Whether or not the witnesses signed the will in the presence of the testator and whether or not they signed in the presence of each other, are questions of fact that must be decided in accordance with the evidence. The trial judge, who tried this case and saw and heard the witnesses while testifying, held that these solemnities were complied with at the execution of the will in question and we find no reason for altering his conclusions.

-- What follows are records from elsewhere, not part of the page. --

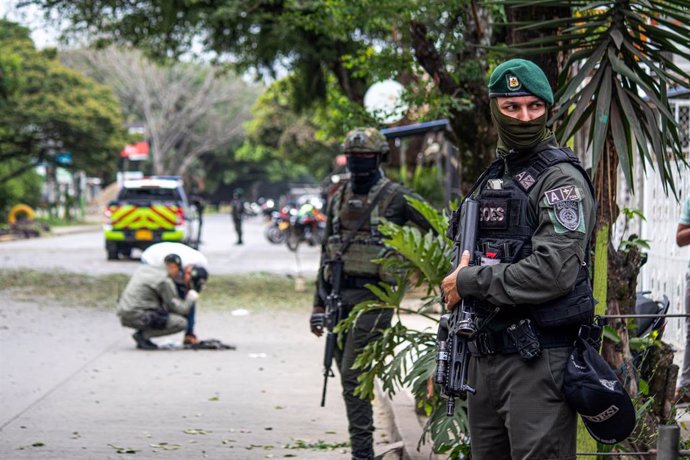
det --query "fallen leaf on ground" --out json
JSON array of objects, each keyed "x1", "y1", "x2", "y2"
[
  {"x1": 108, "y1": 443, "x2": 138, "y2": 454},
  {"x1": 183, "y1": 428, "x2": 212, "y2": 435},
  {"x1": 150, "y1": 442, "x2": 182, "y2": 451}
]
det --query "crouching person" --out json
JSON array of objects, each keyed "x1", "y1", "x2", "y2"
[{"x1": 117, "y1": 253, "x2": 199, "y2": 350}]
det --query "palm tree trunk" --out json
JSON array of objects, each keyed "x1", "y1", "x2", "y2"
[{"x1": 595, "y1": 138, "x2": 639, "y2": 397}]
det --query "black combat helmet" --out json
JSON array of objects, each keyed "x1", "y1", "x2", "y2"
[{"x1": 343, "y1": 128, "x2": 390, "y2": 162}]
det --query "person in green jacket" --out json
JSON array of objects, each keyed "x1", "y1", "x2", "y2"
[
  {"x1": 117, "y1": 253, "x2": 199, "y2": 350},
  {"x1": 442, "y1": 59, "x2": 597, "y2": 460}
]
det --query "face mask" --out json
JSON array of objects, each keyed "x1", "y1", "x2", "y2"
[
  {"x1": 347, "y1": 155, "x2": 381, "y2": 194},
  {"x1": 347, "y1": 155, "x2": 379, "y2": 176},
  {"x1": 490, "y1": 99, "x2": 550, "y2": 151}
]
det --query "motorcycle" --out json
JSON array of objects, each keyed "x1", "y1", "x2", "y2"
[
  {"x1": 264, "y1": 207, "x2": 291, "y2": 244},
  {"x1": 631, "y1": 290, "x2": 670, "y2": 381},
  {"x1": 286, "y1": 207, "x2": 326, "y2": 251},
  {"x1": 634, "y1": 291, "x2": 670, "y2": 339}
]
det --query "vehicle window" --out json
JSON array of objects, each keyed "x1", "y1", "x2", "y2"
[{"x1": 118, "y1": 187, "x2": 181, "y2": 201}]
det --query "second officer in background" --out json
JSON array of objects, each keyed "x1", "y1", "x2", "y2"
[{"x1": 310, "y1": 127, "x2": 431, "y2": 460}]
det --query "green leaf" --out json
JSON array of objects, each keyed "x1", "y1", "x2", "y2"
[
  {"x1": 613, "y1": 81, "x2": 652, "y2": 167},
  {"x1": 638, "y1": 378, "x2": 649, "y2": 396},
  {"x1": 591, "y1": 65, "x2": 612, "y2": 174},
  {"x1": 554, "y1": 41, "x2": 607, "y2": 109},
  {"x1": 603, "y1": 325, "x2": 621, "y2": 343},
  {"x1": 404, "y1": 196, "x2": 450, "y2": 244},
  {"x1": 621, "y1": 208, "x2": 646, "y2": 221},
  {"x1": 609, "y1": 100, "x2": 633, "y2": 191},
  {"x1": 559, "y1": 68, "x2": 603, "y2": 143}
]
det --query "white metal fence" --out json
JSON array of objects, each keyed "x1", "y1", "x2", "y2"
[{"x1": 614, "y1": 98, "x2": 690, "y2": 349}]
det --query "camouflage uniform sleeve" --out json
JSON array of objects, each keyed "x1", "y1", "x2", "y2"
[
  {"x1": 456, "y1": 162, "x2": 595, "y2": 306},
  {"x1": 159, "y1": 277, "x2": 194, "y2": 316},
  {"x1": 385, "y1": 187, "x2": 433, "y2": 233}
]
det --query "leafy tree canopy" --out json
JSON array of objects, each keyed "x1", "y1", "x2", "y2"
[
  {"x1": 27, "y1": 0, "x2": 508, "y2": 184},
  {"x1": 61, "y1": 47, "x2": 259, "y2": 177},
  {"x1": 0, "y1": 19, "x2": 126, "y2": 185},
  {"x1": 504, "y1": 0, "x2": 690, "y2": 198}
]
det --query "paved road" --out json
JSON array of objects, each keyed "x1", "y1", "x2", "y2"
[
  {"x1": 0, "y1": 214, "x2": 321, "y2": 277},
  {"x1": 0, "y1": 215, "x2": 402, "y2": 459},
  {"x1": 0, "y1": 297, "x2": 398, "y2": 459}
]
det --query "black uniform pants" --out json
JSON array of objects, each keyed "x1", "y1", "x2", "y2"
[
  {"x1": 467, "y1": 346, "x2": 576, "y2": 460},
  {"x1": 334, "y1": 308, "x2": 393, "y2": 455},
  {"x1": 232, "y1": 217, "x2": 242, "y2": 242}
]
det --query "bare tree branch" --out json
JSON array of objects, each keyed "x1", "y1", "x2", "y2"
[{"x1": 61, "y1": 47, "x2": 257, "y2": 176}]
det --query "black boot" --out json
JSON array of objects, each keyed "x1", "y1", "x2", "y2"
[
  {"x1": 351, "y1": 447, "x2": 374, "y2": 460},
  {"x1": 132, "y1": 331, "x2": 158, "y2": 350}
]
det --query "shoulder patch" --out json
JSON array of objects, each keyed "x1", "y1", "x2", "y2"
[
  {"x1": 544, "y1": 185, "x2": 582, "y2": 205},
  {"x1": 514, "y1": 171, "x2": 536, "y2": 191},
  {"x1": 542, "y1": 185, "x2": 586, "y2": 233},
  {"x1": 554, "y1": 201, "x2": 581, "y2": 231}
]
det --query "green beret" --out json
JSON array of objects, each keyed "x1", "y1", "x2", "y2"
[{"x1": 488, "y1": 58, "x2": 554, "y2": 105}]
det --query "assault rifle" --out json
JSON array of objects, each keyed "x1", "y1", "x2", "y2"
[
  {"x1": 436, "y1": 198, "x2": 480, "y2": 416},
  {"x1": 321, "y1": 257, "x2": 344, "y2": 407}
]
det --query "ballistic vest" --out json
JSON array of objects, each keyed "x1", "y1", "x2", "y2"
[
  {"x1": 468, "y1": 147, "x2": 596, "y2": 329},
  {"x1": 325, "y1": 178, "x2": 400, "y2": 281}
]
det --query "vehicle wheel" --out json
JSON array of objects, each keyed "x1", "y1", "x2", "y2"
[
  {"x1": 275, "y1": 230, "x2": 288, "y2": 244},
  {"x1": 107, "y1": 248, "x2": 118, "y2": 260},
  {"x1": 265, "y1": 226, "x2": 286, "y2": 244},
  {"x1": 120, "y1": 247, "x2": 132, "y2": 258},
  {"x1": 286, "y1": 233, "x2": 300, "y2": 252},
  {"x1": 310, "y1": 228, "x2": 324, "y2": 246}
]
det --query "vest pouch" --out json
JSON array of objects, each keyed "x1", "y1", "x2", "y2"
[
  {"x1": 326, "y1": 232, "x2": 386, "y2": 280},
  {"x1": 477, "y1": 237, "x2": 530, "y2": 264},
  {"x1": 530, "y1": 295, "x2": 594, "y2": 328},
  {"x1": 324, "y1": 235, "x2": 342, "y2": 283},
  {"x1": 529, "y1": 268, "x2": 594, "y2": 328}
]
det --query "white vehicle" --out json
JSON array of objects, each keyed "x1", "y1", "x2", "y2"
[{"x1": 103, "y1": 176, "x2": 200, "y2": 260}]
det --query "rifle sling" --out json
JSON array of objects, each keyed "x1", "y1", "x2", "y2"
[{"x1": 336, "y1": 181, "x2": 393, "y2": 257}]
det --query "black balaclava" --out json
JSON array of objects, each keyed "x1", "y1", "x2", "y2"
[
  {"x1": 347, "y1": 155, "x2": 382, "y2": 194},
  {"x1": 490, "y1": 99, "x2": 552, "y2": 152}
]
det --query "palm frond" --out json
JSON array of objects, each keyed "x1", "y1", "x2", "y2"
[{"x1": 503, "y1": 0, "x2": 690, "y2": 194}]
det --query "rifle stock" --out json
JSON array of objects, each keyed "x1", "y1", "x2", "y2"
[{"x1": 320, "y1": 258, "x2": 344, "y2": 407}]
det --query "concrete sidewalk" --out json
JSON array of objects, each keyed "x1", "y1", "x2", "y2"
[
  {"x1": 49, "y1": 223, "x2": 101, "y2": 236},
  {"x1": 0, "y1": 222, "x2": 100, "y2": 243}
]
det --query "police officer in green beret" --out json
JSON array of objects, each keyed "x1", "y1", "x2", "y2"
[
  {"x1": 441, "y1": 58, "x2": 596, "y2": 459},
  {"x1": 310, "y1": 127, "x2": 431, "y2": 460}
]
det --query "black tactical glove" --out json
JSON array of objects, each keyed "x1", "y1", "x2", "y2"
[{"x1": 310, "y1": 306, "x2": 326, "y2": 337}]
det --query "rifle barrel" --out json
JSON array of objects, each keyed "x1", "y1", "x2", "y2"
[{"x1": 320, "y1": 373, "x2": 329, "y2": 407}]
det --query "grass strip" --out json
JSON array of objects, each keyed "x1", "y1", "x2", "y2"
[{"x1": 0, "y1": 269, "x2": 314, "y2": 311}]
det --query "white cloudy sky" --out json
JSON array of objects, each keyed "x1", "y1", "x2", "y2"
[{"x1": 0, "y1": 0, "x2": 63, "y2": 48}]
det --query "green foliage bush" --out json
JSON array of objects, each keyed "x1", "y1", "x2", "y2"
[
  {"x1": 0, "y1": 160, "x2": 41, "y2": 223},
  {"x1": 335, "y1": 197, "x2": 472, "y2": 457}
]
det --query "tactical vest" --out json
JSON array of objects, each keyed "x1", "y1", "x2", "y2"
[
  {"x1": 467, "y1": 147, "x2": 596, "y2": 329},
  {"x1": 325, "y1": 178, "x2": 401, "y2": 281}
]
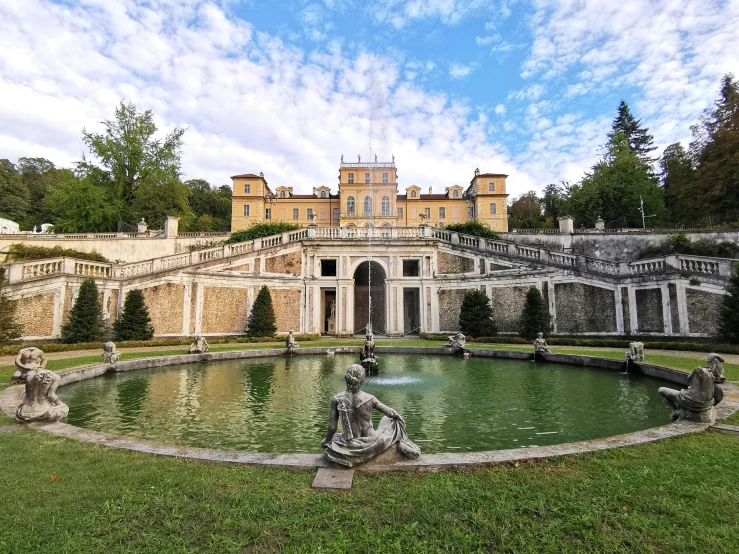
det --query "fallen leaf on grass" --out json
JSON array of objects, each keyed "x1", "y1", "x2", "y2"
[
  {"x1": 50, "y1": 475, "x2": 56, "y2": 481},
  {"x1": 476, "y1": 509, "x2": 483, "y2": 515}
]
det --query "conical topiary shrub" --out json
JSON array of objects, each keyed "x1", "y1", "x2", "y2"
[
  {"x1": 719, "y1": 263, "x2": 739, "y2": 344},
  {"x1": 0, "y1": 268, "x2": 22, "y2": 342},
  {"x1": 519, "y1": 285, "x2": 551, "y2": 340},
  {"x1": 246, "y1": 285, "x2": 277, "y2": 338},
  {"x1": 459, "y1": 289, "x2": 497, "y2": 338},
  {"x1": 114, "y1": 289, "x2": 155, "y2": 341},
  {"x1": 61, "y1": 278, "x2": 106, "y2": 343}
]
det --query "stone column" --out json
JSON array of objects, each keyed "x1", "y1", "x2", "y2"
[
  {"x1": 627, "y1": 286, "x2": 638, "y2": 335},
  {"x1": 614, "y1": 286, "x2": 625, "y2": 335},
  {"x1": 51, "y1": 286, "x2": 64, "y2": 338},
  {"x1": 430, "y1": 285, "x2": 440, "y2": 332},
  {"x1": 661, "y1": 283, "x2": 673, "y2": 336},
  {"x1": 675, "y1": 281, "x2": 689, "y2": 335},
  {"x1": 193, "y1": 283, "x2": 204, "y2": 335},
  {"x1": 546, "y1": 280, "x2": 557, "y2": 334},
  {"x1": 182, "y1": 281, "x2": 192, "y2": 336}
]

The objection to the attestation of Exhibit A is groundless if the terms thereof are considered, which, translated from the Visayan dialect, in which the will was written, into English,

"We witnesses, do hereby state that the document write on each side of the three sheets of paper was executed, acknowledged, signed, and published by the testator abovenamed, Marcelo Jocson, who declared that it was his last will and testament in our presence and, at his request and all of us being present, we signed our names on the three sheets of paper as witnesses to this will in the presence of each other." (Translation of Exhibit A, page 18, documentary evidence.)

The judgment appealed from is affirmed with the costs against the appellants. So ordered.

Araullo, C.J., Malcolm, Avanceña, Ostrand and Romualdez, JJ., concur.